Cade Povich is the best prospect in this return right now. He has a fastball that sits in the low-90s and tops at 95, and he has been adding velocity. His slider works more like a cutter, and I would not be surprised to see the Orioles make the pitch a pure cutter. He also features a change-up that has some fade to it. He reminds me of Drew Rom and is probably the mid-to-back-end starter type that Elias is targeting right now. The other pieces are more depth than anything. Cano is a 28-year-old reliever who throws hard and seems more like a throw-in. The other pitchers are young starters who pitched in the Florida Complex league and have great strikeout rates and numbers the Orioles are looking at. This might not seem like a big return the fans wanted, but Lopez’s years of control hurt his return, and if this is the best return the Orioles could get, it is better to trade him now rather than later.

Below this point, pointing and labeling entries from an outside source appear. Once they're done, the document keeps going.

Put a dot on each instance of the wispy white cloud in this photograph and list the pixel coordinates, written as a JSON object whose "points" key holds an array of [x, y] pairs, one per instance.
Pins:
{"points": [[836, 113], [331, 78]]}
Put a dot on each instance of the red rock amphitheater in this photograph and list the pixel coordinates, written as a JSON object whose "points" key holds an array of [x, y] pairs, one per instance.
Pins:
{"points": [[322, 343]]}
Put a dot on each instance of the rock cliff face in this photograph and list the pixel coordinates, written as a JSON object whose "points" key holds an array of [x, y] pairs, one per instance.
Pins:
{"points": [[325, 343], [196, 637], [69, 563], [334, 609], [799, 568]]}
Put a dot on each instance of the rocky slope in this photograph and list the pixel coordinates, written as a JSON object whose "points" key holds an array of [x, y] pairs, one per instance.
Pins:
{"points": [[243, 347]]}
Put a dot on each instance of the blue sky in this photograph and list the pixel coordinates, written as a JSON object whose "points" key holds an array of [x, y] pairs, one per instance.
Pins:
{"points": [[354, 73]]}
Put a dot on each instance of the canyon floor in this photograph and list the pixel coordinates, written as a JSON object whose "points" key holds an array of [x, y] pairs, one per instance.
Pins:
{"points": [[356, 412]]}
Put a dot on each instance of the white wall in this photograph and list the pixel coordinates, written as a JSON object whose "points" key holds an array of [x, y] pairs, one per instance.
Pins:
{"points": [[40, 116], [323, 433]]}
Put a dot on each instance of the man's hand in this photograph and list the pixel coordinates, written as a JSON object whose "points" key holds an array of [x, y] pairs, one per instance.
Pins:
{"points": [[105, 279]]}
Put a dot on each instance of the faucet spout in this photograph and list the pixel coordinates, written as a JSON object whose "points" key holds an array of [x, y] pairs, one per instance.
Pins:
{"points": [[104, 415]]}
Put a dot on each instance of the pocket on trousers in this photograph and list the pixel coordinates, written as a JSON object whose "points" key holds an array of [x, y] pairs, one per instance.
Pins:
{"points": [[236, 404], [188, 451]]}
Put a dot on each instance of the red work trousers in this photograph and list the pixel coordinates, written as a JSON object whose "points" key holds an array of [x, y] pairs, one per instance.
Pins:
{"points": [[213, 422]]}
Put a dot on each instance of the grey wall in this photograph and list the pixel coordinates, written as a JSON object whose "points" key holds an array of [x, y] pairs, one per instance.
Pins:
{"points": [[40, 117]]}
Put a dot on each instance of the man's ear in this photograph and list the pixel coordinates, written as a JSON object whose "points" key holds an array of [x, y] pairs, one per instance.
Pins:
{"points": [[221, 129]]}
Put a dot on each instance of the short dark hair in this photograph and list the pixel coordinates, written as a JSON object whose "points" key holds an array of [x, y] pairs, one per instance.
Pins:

I didn’t talk about the Brett Phillips trade because I didn’t think it was important enough. He is a fantastic defender and personality that can’t hit, so we will see how this goes. If they want to call up Kyle Stowers, I wouldn’t be surprised to see Phillips cut loose in a couple of weeks.
In the end, the Orioles improved their pitching depth and the best farm system in baseball by trading a DH who wasn’t hitting up to standards and a reliever who only had a limited sample size of success that showed he could be inconsistent.

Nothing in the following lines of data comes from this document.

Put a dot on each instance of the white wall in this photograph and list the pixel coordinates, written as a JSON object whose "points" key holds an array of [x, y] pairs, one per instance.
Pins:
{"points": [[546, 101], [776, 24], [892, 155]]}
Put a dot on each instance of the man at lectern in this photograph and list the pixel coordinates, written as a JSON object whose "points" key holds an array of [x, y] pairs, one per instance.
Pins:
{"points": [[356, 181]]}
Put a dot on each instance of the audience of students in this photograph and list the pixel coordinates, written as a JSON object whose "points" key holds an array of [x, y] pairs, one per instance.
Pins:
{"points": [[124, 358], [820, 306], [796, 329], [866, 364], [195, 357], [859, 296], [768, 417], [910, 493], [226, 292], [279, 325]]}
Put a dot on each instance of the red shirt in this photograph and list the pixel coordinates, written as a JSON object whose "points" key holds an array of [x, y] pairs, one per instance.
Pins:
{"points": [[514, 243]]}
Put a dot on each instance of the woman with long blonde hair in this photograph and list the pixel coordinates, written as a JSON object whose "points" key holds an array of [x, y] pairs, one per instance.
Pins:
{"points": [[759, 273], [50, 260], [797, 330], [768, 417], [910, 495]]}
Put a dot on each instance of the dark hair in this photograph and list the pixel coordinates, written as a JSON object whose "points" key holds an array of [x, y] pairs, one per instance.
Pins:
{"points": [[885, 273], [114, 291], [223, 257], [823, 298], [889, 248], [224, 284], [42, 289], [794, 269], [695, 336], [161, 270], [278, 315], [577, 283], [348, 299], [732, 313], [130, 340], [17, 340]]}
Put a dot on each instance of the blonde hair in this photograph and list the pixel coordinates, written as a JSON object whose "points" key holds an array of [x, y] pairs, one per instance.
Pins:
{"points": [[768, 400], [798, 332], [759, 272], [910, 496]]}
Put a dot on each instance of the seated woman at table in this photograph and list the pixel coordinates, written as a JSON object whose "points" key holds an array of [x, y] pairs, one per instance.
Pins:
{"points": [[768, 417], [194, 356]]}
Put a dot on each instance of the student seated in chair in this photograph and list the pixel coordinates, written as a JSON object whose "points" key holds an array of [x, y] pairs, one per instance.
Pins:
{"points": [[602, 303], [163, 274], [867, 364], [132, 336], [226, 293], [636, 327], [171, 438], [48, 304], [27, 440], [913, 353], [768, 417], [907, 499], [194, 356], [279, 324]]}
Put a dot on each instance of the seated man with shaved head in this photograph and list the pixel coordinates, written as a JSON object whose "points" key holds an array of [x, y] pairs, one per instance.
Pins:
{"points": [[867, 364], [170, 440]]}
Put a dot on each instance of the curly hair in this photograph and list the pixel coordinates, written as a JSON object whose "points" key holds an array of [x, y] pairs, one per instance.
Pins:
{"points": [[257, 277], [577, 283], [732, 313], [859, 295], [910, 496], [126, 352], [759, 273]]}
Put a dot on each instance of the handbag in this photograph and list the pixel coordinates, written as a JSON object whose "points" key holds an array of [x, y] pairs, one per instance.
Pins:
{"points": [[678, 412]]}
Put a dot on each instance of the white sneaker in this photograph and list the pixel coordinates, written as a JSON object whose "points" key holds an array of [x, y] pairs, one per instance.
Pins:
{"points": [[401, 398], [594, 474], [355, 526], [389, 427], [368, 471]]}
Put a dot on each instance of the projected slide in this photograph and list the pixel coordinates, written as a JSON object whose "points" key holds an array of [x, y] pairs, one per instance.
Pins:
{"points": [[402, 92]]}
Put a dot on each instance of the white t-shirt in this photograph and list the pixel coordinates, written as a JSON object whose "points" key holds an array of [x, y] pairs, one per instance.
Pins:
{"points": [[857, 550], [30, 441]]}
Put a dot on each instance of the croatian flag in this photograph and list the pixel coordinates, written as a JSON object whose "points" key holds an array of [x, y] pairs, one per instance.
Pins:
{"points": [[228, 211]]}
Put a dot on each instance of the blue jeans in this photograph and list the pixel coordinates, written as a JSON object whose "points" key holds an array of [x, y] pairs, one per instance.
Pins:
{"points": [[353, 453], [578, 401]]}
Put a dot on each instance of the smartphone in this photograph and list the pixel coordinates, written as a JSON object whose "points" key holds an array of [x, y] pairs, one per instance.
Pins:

Interestingly, I don’t think the Orioles sold as much as they could have. They only traded two players who don’t have a ton of team control left that didn’t hurt the team. Trading Trey opens up the DH so Brandon Hyde can be versatile and not have someone who needs it. As for Lopez, the bullpen still has a ton of pitchers performing well, and Felix Bautista will fit in nicely as the closer. Like it or not, Trey and Lopez were expendable, and the Orioles did what was best for the organization, not the fans. That stinks for us, but if you are upset that they traded Trey or Lopez, just understand that we have pieces that can replace them, and teams that make decisions based upon feelings wind up regretting it.
I will miss Trey and Lopez, but the return for Trey was probably too high to pass up and the Orioles had to trade Lopez when his value was, perhaps, peaking and couldn’t afford to wait – though time will tell.
The Orioles got a ton of pitching depth which they needed and the team didn’t move everything that breathed. A true Win-Win.